Aston Martin Wants A Reversible EV Transplant In All Its Classics

All Art: Alejandro Burdisio

You realize, don’t you, that as car enthusiasts and probably collectors we’re all headed on the Hellbound Train? The Hellbound Train is headed directly toward that day when your internal combustion engine (ICE) vehicle will not be allowed to be driven on public or private roads. Or you’ll be rationed a limited amount of permit hours to exercise your Triumph or Ferrari or small-block Chevy-powered 1932 Ford roadster a few hundred miles a year. It’s sinister and Twilight Zone-like, and might even make you stop reading, but it will happen before you know it. Now, Aston Martin has a reversible EV transplant plan.

Internal combustion engine classics already have a sell-by date in Europe

Classic Futures | Alejandro Burdisio-1
Classic Futures | Alejandro Burdisio

Leading up to the inevitable day there will be a lot of discussion about what’s fair and how much your 1965 Impala or 1953 Packard Caribbean is really polluting. But ICE vehicles already have a sell-by date in Europe. And some countries within the EU have moved that date up in an effort to stem the global warming tide. Denmark says 2040 is the last year for selling ICE vehicles and Norway, the Netherlands, France and the UK have all established similar bans. Now there’s pressure to move those dates up. 

There will be a social stigma associated with driving collector and antique cars. It will be looked upon the same as many of us look upon smokers as selfish individuals imposing their need to smoke over my need to breathe. It will be the same idea but maybe even more so.

Maybe Aston Martin has an EV answer

Classic Futures | Alejandro Burdisio-1
Classic Futures | Alejandro Burdisio

So what’s the answer? At the beginning of last year, Aston Martin advertised it had a plan. Of course, it won’t be cheap, but at least they’re looking at the problem proactively. It’s plan called for offering an electric “cassette” powertrain that was reversible. That last part is the key; reversible. 

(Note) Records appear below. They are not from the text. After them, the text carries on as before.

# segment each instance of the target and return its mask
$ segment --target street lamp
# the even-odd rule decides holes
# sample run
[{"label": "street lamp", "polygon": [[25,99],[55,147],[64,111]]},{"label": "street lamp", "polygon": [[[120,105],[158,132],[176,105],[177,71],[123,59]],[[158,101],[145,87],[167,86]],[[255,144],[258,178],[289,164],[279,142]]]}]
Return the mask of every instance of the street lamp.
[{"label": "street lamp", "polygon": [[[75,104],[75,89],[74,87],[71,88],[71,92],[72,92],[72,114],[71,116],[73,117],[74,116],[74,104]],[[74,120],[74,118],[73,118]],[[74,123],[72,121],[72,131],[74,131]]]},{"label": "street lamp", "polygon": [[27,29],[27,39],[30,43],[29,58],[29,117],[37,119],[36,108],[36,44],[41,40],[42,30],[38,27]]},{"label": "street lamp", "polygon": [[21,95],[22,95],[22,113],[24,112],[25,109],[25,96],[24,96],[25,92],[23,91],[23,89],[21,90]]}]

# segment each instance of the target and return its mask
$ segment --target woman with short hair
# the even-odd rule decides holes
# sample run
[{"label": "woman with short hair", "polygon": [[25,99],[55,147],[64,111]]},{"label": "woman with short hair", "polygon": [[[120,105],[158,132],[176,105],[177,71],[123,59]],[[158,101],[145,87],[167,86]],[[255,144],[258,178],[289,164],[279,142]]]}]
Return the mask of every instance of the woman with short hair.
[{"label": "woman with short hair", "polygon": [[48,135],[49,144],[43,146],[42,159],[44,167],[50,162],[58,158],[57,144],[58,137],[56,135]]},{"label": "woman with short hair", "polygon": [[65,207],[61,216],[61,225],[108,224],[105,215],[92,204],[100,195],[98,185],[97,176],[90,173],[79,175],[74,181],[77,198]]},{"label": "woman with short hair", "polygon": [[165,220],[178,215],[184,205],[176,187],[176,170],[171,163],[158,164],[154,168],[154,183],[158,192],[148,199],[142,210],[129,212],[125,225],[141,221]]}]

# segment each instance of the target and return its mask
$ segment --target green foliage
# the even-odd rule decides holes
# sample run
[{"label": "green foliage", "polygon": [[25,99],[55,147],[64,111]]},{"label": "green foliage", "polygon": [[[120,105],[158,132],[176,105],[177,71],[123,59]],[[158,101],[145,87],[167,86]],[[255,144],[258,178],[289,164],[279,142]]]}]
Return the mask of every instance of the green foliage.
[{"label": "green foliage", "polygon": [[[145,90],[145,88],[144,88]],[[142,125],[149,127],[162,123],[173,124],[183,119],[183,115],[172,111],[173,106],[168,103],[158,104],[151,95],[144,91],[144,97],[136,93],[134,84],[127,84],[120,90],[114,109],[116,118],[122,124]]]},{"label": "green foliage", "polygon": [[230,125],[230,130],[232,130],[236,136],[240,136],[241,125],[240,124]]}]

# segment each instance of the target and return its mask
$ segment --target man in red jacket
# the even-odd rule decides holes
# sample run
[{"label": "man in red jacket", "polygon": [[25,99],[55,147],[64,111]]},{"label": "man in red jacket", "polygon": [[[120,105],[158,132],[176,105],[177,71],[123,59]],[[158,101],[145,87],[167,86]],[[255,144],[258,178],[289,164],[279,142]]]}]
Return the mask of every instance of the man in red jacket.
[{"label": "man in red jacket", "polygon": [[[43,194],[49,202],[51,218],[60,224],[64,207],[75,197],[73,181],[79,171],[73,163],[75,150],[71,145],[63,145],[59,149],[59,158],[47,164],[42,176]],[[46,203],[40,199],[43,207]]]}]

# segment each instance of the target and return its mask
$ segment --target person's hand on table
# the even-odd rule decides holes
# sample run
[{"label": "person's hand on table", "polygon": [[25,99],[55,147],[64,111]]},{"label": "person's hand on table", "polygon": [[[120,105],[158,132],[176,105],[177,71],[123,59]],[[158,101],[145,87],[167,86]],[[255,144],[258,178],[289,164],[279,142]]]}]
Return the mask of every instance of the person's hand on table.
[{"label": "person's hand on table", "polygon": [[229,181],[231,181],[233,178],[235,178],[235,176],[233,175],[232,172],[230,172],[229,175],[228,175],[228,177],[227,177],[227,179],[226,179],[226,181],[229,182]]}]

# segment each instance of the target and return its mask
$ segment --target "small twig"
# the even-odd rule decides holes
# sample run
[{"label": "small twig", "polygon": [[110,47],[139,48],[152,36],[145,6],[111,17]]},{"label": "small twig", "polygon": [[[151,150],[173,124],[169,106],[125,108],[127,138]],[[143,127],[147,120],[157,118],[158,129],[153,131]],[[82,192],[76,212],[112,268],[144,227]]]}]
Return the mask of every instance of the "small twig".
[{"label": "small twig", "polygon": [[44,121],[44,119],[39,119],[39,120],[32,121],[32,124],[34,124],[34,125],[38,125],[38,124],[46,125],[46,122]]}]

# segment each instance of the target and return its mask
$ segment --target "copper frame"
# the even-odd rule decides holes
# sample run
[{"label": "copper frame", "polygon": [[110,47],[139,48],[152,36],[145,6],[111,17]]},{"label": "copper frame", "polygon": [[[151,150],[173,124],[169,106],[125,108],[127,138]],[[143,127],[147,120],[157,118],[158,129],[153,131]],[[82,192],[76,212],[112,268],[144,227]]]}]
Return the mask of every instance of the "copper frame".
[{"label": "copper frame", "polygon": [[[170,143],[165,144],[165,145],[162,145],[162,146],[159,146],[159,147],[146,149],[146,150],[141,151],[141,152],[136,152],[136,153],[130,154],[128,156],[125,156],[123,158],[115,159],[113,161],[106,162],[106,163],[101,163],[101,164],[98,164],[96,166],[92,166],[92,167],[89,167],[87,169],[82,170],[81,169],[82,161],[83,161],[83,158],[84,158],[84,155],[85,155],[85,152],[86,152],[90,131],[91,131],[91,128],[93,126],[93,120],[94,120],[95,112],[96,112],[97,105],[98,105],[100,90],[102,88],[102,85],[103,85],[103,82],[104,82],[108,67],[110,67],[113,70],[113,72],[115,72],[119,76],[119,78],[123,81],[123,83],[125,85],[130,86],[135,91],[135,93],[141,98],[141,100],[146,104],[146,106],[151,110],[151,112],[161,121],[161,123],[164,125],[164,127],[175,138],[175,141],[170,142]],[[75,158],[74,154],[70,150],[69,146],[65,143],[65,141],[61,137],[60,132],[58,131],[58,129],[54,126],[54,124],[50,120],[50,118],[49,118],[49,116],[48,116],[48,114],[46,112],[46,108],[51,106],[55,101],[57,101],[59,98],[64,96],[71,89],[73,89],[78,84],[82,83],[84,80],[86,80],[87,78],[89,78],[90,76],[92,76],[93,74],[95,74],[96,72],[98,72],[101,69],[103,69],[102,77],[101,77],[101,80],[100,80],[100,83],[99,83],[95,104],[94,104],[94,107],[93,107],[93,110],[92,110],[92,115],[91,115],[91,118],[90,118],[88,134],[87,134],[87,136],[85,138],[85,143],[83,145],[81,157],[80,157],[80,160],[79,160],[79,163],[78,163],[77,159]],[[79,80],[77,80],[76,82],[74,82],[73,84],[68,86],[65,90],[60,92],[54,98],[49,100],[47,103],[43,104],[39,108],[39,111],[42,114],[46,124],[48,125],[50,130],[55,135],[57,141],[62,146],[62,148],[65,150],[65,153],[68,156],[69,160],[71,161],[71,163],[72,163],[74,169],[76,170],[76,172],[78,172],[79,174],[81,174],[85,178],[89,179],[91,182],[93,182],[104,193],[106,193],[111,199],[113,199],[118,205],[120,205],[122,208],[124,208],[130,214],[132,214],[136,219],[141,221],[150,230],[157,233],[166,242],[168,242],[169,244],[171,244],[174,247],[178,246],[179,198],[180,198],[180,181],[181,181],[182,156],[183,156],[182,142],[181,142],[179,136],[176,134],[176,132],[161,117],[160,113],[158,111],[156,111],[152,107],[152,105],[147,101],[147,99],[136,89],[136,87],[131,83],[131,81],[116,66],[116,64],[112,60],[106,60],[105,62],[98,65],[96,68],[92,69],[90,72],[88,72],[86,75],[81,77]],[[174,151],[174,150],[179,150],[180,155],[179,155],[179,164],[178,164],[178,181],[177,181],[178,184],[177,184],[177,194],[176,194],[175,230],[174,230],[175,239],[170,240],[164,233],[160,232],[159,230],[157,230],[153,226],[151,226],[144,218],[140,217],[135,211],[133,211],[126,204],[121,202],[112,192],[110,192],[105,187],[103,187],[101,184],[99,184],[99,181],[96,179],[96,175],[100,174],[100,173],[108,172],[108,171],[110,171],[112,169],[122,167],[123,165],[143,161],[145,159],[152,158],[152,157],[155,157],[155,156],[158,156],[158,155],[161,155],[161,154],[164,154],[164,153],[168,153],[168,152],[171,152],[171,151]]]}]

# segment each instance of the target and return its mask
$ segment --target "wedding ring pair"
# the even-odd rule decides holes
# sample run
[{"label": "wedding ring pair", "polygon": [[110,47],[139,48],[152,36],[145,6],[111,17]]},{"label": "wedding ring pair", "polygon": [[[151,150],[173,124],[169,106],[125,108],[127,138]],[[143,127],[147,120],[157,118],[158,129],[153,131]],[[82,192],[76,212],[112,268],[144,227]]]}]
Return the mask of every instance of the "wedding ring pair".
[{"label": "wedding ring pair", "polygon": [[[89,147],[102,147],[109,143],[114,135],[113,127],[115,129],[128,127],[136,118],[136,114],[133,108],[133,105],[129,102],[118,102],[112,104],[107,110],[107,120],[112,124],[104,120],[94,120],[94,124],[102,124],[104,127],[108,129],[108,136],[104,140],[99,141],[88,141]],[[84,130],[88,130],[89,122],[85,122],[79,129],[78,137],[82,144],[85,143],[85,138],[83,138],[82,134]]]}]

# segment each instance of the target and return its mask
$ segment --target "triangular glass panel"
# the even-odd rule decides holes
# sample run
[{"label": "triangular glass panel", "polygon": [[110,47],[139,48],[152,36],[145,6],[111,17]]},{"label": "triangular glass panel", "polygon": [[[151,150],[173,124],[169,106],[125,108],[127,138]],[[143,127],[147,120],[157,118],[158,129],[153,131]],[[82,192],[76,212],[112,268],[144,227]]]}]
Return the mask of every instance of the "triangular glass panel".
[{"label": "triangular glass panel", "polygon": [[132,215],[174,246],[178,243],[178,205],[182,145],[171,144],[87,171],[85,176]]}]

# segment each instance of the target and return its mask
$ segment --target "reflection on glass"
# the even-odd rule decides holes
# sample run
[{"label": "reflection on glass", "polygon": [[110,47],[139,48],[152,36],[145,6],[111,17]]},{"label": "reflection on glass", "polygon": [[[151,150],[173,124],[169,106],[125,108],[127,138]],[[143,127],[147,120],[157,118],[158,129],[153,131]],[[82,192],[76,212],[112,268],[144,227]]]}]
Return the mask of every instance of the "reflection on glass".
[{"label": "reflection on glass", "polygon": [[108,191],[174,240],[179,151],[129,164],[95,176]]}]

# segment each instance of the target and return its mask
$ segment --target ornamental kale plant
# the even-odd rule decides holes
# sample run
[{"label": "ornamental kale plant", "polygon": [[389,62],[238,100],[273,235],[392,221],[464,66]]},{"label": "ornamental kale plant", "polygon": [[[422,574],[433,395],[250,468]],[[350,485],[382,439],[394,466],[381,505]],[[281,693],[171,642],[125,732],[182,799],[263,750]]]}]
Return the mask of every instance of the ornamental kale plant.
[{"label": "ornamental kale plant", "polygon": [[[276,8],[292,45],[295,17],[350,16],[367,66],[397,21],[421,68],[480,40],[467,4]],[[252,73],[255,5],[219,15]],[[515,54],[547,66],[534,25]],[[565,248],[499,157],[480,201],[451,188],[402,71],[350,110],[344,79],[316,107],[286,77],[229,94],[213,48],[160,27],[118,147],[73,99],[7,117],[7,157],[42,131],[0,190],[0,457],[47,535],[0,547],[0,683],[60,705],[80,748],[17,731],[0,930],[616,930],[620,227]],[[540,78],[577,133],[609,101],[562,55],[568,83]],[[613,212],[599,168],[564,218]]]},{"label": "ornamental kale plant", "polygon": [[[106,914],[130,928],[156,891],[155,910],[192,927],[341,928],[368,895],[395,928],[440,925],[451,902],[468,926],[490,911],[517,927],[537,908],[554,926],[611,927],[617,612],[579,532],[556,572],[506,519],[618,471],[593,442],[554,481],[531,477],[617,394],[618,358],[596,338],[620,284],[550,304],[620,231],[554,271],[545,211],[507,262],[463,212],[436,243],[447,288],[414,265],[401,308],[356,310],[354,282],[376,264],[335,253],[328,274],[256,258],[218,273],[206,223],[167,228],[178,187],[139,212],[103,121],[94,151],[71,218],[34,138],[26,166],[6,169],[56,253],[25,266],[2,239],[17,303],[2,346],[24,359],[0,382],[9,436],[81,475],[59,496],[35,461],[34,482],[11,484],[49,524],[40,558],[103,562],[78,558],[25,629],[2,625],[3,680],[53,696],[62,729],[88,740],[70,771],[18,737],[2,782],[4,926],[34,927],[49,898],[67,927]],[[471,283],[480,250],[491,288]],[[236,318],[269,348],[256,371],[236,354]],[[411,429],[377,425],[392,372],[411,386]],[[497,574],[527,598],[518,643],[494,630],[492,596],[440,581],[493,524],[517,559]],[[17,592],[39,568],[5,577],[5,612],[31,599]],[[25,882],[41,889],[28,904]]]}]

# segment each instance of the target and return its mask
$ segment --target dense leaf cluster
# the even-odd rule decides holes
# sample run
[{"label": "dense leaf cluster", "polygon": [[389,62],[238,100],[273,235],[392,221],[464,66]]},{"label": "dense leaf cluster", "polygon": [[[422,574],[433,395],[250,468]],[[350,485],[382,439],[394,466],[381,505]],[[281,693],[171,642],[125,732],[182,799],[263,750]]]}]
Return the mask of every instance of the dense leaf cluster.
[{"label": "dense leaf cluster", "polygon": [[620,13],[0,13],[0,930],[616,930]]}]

Aston Martin has a Heritage EV department. It will remove your ICE drivetrain and insert an “EV Cassette” of batteries. It will use the stock engine and transmission mounting points so not a single extra hole or welded crossmember will be necessary. No cutting of the precious sheetmetal, either. Basically like the “Connect-and-Cruise ” crate motor program that GM offers.

This program uses certified engine and transmission combinations along with electronics for engine and transmission controllers. It’s a package that bolts into almost any GM product from the 1950s to the 1980s. 

A reversible EV transplant has already been done by Aston Martin

Classic Futures | Alejandro Burdisio-1
Classic Futures | Alejandro Burdisio

In the Aston Martin case the cassette bolts in along with “umbilical cords” that route the power to the appropriate components. Aston has already performed the service on a couple of its classic vehicles and the program was originally supposed to have begun in 2019. Probably due to the problems with capital that existed throughout 2019 the program has been put on hold. 

There is also no urgency from the perspective of many owners. Not yet, anyway. But as the environmental drumbeat gets louder and more draconian measures are put into place to combat auto pollution it’s only a matter of time.

Maybe an NRA-style organization to protect ICE engine enthusiasts might work?

Back in 2018 when the proposal was first advanced Aston Martin CEO Andy Palmer told Petrolicious, “We are very aware of the environmental and social pressures that threaten to restrict the use of classic cars in the years to come. I believe this not only makes Aston Martin unique but a truly forward-thinking leader in this field.”

It may seem like Chicken Little screaming, “The sky is falling,” but what will it take for this not to happen? Maybe an NRA-style organization to protect ICE car owners? A limit to how many collector vehicles you can own? Government-applied locking mechanisms that don’t allow ICE cars to be run but only displayed in a museum-like existence? Who knows?

The truth is we don’t. So, Aston Martin is doing something about it. What would you suggest?